La deuxième raison est que si Java perce comme Sun l'espère, il risque d'échapper à son créateur. Car si demain un éditeur fournit la killer application qui manque tant à Java, il aura toutes les chances de ravir la vedette à Sun. Impossible? Qui se souvient qu'à l'origine le PC était un produit 100% IBM? Eh oui, Big Blue, trop focalisé sur la plate-forme (matérielle à l'époque), a commis le même type d'erreur et l'a payé chèrement.


Et Java dans tout ca?

Mais dans l’histoire on en oublie presque le principal: le produit Java lui-même qui, s’il n’est pas aussi révolutionnaire que Sun veut bien le faire croire et s'il est plus un langage qu'une plate-forme, Java reste un très bon langage.

La portabilité de Java n’est pas encore parfaite? Elle est extraordinaire quand on la compare à celle du C++. Certes, le fameux slogan "write once, run everywhere" serait plus "write once, debug everywhere" comme se plaisent à le dire ses détracteurs. Mais à côté du C++ qui en est au "write everywhere, debug everywhere" l'avancée est énorme. Alors qu'avec Java on en est à se battre contre les différences de comportements de l'interface graphique suivant les différentes plates-formes, en C++ il faut bel et bien complètement réécrire la partie interface graphique sous chaque environnement ... et maintenir les différentes versions en parallèle.

Java reste encore lent? Il a fait d'énormes progrès grâce aux compilateurs Just-in-Time et promet d'être encore plus rapide avec les technologies à venir. De plus, les processeurs évoluant beaucoup plus rapidement que le reste du matériel, ils se tournent de plus en plus les pouces. Dans ce contexte, quelle différence y a-t-il entre un processeur attendant que le disque dur veuille bien lui envoyer du code C++ compilé et un processeur qui interprète du bytecode Java provenant du même disque dur?
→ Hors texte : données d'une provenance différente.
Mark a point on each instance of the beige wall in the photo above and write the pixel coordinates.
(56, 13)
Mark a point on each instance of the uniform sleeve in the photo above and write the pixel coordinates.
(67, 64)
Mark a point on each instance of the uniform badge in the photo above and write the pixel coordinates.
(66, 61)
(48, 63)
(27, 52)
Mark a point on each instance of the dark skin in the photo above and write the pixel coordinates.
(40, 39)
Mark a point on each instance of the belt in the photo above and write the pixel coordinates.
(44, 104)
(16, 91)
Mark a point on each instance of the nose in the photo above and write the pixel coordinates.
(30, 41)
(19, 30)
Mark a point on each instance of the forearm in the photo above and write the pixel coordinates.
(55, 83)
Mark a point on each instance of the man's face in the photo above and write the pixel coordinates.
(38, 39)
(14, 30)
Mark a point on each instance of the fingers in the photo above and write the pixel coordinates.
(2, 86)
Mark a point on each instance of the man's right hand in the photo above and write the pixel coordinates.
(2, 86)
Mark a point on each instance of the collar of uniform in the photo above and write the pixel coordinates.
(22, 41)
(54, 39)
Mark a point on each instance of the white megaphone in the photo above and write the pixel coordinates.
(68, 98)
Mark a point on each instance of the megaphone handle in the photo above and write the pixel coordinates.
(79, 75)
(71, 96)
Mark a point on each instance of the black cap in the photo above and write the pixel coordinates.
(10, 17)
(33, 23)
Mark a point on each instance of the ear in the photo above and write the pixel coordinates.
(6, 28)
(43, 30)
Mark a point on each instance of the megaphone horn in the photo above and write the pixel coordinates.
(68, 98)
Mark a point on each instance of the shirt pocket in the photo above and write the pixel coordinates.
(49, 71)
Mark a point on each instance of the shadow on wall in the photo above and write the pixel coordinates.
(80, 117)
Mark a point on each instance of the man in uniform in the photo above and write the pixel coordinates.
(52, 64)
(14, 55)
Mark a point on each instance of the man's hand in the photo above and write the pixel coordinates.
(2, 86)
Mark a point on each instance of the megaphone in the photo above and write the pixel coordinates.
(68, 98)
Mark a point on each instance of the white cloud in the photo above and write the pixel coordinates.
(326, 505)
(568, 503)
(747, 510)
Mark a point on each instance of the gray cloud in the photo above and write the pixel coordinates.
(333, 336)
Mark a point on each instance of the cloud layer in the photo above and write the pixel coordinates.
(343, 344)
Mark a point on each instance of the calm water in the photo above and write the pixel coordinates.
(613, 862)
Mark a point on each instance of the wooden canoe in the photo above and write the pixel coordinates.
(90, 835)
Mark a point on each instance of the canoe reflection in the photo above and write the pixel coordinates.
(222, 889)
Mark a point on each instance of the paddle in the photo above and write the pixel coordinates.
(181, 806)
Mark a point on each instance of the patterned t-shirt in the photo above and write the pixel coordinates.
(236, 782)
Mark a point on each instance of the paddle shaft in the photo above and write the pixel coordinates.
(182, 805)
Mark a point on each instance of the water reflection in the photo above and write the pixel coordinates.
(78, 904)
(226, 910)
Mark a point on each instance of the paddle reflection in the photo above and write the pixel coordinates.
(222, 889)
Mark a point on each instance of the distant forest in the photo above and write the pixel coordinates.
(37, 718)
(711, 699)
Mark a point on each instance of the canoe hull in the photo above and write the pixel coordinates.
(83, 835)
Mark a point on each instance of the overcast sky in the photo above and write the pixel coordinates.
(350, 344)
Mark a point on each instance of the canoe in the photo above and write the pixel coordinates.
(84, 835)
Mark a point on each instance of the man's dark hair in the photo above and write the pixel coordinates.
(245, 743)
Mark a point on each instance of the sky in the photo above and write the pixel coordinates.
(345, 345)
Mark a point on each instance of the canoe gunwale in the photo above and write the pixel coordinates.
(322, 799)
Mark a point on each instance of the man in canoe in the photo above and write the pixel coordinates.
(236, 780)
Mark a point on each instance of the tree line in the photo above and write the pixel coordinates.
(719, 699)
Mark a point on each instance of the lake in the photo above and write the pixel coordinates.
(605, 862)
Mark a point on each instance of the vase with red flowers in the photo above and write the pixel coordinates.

Mais surtout Java évolue rapidement et dans le bon sens. Car la plupart des défauts qu'on lui reprochent sont plus du fait de son jeune âge et ne sont certainement pas irrésolubles.

Petit détail amusant, cette fameuse portabilité n’est pas toujours l’avantage le plus remarqué sur le terrain. Prenez un développeur travaillant sur un projet Java et demandez-lui les avantages qu'il trouve à ce langage. Dans bien des cas, il vous citera la facilité de programmation ou de maintenance, mais dans de nombreux cas oubliera la sacro-sainte portabilité («mais au fait, c'est vrai, ce projet doit être portable»). Ceci est du au fait que d'une part les développeurs gardent leurs anciens réflexes et d'autre part que les projets multi plates-formes ne sont pas si courants que ca. La portabilité n'est plus aussi importante qu'elle ne l'a été.